Como Eightball já possuía humanidade baixa por ser um psicótico, não é de se admirar que tenha se deixado dominar pela Besta de bom grado. Como psicopata, ele arrumara o trabalho perfeito como terrorista. Como vampiro, atinge o potencial máximo de suas capacidades – ainda que nefastas.
Mas Voltemos à Crítica
A gradativa transformação de Nadja é perceptível e, ao contrário dos outros vampiros, cuja voz possui efeitos, percebe-se que o gutural de Nadja é da própria atriz. Há momentos em que precisa realmente ser enfática e lançar mão de sua “vampireza” para botar ordem na casa.
A sua movimentação e a de outros vampiros se dá em um fastforward, como no início de Mad Max: Estrada da Fúria. Os vampiros mais recentes demonstram respeito aos mais velhos, ainda que estes sejam apenas minutos mais velhos. E isso é demonstrado pelas atitudes, e não explicado em narração.
Nadja se equilibra na corda bamba entre seu Ego e Superego (outras duas instâncias freudianas) até chegar a um ponto que parece irreversível, para desespero de seu filho. O drama se desmembra em vários núcleos. A heroína luta para não sucumbir à Besta e deixar seu filho órfão, ou mesmo matá-lo, e para não ser imolada pelo sol que despontará no horizonte mais cedo ou mais tarde.
Já o filho luta para conservar sua mãe humana e para que não a matem. Os passageiros, por sua vez, estão às voltas com três sérios problemas: os terroristas, os vampiros e a iminente queda do avião. Por último, temos os próprios terroristas, que, de predadores, tornaram-se presas.

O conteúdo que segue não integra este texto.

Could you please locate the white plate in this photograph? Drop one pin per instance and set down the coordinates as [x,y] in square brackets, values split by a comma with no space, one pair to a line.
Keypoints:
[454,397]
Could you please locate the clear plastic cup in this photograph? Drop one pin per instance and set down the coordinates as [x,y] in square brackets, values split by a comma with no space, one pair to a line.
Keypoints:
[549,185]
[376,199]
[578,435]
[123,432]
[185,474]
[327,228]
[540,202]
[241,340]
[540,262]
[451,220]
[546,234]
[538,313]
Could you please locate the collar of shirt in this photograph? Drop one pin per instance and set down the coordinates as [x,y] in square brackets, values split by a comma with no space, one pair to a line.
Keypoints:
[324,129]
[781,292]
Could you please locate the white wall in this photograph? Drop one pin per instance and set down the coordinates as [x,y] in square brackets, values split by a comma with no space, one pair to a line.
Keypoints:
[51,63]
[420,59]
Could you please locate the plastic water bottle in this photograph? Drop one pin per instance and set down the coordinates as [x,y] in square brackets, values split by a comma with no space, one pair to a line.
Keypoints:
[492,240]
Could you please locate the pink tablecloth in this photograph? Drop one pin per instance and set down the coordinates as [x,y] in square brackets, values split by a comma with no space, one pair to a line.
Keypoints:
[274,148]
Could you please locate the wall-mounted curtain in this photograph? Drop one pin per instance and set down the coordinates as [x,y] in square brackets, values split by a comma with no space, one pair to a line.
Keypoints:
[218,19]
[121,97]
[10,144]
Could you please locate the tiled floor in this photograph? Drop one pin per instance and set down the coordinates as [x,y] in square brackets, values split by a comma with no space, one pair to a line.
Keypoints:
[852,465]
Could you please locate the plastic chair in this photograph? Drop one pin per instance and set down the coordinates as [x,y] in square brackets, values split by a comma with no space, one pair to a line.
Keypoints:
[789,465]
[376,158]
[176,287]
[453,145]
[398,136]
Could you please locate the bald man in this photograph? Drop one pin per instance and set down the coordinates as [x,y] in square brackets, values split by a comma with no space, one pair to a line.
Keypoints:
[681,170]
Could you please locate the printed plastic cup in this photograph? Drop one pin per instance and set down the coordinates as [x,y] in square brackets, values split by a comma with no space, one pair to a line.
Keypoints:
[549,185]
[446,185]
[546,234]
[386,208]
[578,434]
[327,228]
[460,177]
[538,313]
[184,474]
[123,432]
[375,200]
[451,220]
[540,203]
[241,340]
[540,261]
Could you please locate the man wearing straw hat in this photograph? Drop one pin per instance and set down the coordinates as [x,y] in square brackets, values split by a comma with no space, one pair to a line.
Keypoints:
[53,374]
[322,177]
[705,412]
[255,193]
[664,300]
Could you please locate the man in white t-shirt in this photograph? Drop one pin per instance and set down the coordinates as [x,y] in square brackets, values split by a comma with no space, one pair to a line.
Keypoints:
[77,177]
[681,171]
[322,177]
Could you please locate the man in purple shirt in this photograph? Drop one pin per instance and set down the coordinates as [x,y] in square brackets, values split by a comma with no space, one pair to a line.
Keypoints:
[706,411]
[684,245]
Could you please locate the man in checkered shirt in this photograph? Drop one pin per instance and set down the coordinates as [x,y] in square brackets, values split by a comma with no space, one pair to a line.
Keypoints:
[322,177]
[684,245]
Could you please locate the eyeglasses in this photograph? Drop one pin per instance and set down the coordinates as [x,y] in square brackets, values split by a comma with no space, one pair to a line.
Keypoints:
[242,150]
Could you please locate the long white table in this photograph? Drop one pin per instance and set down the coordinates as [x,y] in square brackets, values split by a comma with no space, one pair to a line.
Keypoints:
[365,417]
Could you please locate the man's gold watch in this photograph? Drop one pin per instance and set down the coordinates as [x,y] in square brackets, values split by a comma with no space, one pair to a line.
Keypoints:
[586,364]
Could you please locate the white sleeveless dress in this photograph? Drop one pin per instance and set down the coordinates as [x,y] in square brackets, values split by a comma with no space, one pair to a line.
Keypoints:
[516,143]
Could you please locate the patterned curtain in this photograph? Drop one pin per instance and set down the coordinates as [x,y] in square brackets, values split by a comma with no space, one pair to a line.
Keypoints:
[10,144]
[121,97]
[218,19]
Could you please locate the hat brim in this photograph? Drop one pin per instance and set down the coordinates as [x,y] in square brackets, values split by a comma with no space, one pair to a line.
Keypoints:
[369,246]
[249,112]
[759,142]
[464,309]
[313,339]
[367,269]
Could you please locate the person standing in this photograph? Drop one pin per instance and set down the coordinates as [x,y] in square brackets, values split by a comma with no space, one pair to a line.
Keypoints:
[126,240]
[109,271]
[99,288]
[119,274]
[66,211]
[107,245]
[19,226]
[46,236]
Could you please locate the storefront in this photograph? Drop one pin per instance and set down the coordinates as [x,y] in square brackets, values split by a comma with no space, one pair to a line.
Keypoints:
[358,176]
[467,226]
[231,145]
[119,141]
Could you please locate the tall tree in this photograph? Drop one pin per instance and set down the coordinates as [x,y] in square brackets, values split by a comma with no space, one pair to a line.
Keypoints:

Assim como Invasão Zumbi (Train to Busan/Busanhaeng), Céu Vermelho-Sangue não mata ninguém de susto e nem é esse o propósito. Não se trata de um filme de terror jumpscare, mas de ação e drama com vampiros. Se você não assistiu, não sabe o que está perdendo! Esqueça o crucifixo e prepare o balde de pipocas, pois você vai mastigar compulsivamente. Só tome cuidado pra não sucumbir à Besta!